With pencil sharp and notebook small The Owlet, for so he is appelled by common folk, set out alone and, by himself, reached Hermand, where he faded from sight by means of a special cloak made by the elven folk in far Barbourian lands.
Invisible to prying eyes, slipping swift and silent as a silken shadow, he measured, and surveyed, in a single day the borders of the sacred land East, South, and West.  The North we know he wisely left untrammelled, since that border was safe in the guardianship of Lothian Roads Department and held safe by Brave Lothian Volunteers, and anyway it was getting a bit dark by then. 
Many tales have been told how, unobserved, and unheard, that Mage did ford ditch, leap hedge and duck bough, leaving not a trace, save the odd skid mark.  Sadly those tales are long lost in the mists of time, they might yet be rediscovered but we wouldn't want to build the part up.  The reader must judge them for himself, the Owl being too modest to speak of the struggle, and his memory a bit suspect at best.
With eagle eye, and a good guess where gloom or boggy bit parried sight, the reckoning was made.  His fabled magic safety boots, gifted to him by SWT (Swift Wizard Transport) had kept him steady and dry of foot around the circumference of Hermand's Land, a distance that would have wearied and dampened a lesser or shorter booted mortal. 
After much deliberation, and some crossing out, the measured runes he counted up and swiftly scribed them down across the page, the art of joined up writing no daunting task for he, having been to special schools.  Then, with no ceremony but a small cloud of blue smoke, Grey Owl vanished from the now shadowed park. Humble peasantry would call it magic, others a Land Rover.  Either way, that Mage did hurry to his stronghold at Tower Braxx, which is called Tarbrax in the Elfish tongue. From there, in the twinkling of an eye (or perhaps two) arcane and secret devices sent the hard won intelligence to Cramond's steadfast Gate.  There, sages transcribed it from the ancient tongue of the Old Empire (that the Owl used to confuse his enemies), into that modern metered speech and mystic symbols understood by those who walk abroad, or at least as far as the Frankish lands.
So the posts were numbered,and their spacing set down, that no more would scribes scratch their heads and guess.  One more part of the great unknown was now known, the fog of ignorance pushed back and the veil of confusion rent asunder. Now came the simple task of fencing, made possible by wit, magic and surveying, arts now lost.
And did anybody thank that Mage? Only the Owl knows.

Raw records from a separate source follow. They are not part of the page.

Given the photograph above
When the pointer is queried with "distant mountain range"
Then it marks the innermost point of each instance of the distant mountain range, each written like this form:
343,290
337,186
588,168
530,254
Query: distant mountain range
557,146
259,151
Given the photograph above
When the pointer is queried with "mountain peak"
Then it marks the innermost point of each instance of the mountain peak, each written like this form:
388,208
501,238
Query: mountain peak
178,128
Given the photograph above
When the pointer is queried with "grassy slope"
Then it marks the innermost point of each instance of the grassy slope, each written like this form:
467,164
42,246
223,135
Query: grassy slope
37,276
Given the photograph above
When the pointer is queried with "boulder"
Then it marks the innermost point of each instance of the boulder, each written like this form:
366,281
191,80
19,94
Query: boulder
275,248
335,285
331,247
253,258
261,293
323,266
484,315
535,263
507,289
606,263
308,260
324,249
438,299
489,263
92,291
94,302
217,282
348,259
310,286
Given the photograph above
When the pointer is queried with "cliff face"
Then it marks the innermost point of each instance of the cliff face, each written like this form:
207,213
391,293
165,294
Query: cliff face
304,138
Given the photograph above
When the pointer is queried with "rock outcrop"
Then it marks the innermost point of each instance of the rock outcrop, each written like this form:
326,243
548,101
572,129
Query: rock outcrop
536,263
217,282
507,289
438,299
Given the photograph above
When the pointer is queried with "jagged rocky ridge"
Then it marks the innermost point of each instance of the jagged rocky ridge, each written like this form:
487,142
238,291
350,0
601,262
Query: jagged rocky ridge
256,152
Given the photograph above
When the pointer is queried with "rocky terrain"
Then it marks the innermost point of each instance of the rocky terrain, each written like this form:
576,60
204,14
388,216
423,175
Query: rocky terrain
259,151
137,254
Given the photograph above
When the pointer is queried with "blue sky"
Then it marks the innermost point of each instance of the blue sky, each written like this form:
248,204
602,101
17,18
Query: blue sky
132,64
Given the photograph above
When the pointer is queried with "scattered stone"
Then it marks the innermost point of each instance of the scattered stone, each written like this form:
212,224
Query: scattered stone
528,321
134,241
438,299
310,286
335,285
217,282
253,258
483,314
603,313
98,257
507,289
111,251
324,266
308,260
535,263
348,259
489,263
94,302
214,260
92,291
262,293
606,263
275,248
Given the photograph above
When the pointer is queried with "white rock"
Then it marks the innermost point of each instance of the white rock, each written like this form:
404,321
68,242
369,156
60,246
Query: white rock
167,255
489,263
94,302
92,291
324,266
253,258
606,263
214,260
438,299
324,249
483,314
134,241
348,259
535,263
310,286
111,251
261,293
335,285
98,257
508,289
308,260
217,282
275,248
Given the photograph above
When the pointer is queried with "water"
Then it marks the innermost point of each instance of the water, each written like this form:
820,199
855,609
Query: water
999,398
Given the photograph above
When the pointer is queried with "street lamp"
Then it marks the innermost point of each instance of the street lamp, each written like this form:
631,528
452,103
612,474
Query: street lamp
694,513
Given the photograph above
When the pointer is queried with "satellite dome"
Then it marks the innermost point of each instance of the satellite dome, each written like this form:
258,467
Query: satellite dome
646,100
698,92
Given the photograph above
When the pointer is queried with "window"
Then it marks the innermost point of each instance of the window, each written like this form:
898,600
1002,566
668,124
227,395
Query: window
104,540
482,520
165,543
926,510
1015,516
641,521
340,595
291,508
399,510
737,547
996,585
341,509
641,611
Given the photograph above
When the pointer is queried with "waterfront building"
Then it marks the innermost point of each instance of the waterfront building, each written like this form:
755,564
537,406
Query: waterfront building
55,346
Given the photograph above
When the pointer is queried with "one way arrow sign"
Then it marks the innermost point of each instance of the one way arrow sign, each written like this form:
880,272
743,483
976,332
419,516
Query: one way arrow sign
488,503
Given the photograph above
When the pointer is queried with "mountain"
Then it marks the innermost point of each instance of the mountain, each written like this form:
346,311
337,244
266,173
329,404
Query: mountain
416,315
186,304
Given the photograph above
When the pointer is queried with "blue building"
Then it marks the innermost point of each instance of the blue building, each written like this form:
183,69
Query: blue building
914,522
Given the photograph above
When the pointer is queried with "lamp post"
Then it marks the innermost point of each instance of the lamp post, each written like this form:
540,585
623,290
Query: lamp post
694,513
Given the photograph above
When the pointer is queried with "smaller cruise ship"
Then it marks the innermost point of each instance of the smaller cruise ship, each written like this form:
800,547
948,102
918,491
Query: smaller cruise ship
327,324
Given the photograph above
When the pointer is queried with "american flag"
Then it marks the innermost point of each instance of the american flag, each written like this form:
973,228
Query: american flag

*Example.  The Distant MacDonald tribes, no longer penned away behind the Great Pond of Atlan, did desecrate great swathes of land, devouring cattle, trees, and any trace of culture they happened on. Rarely seen, they could be tracked by their fast growing middens, nothing would thrive where they had eaten.  Except Labradors. 
Their Chief Ronald "Mad Ron" MacDonald was finally slain in the land of the Franks and buried beneath a mound of polystyrene food wrappings. A single and appropriately tasteless golden M marks his grave.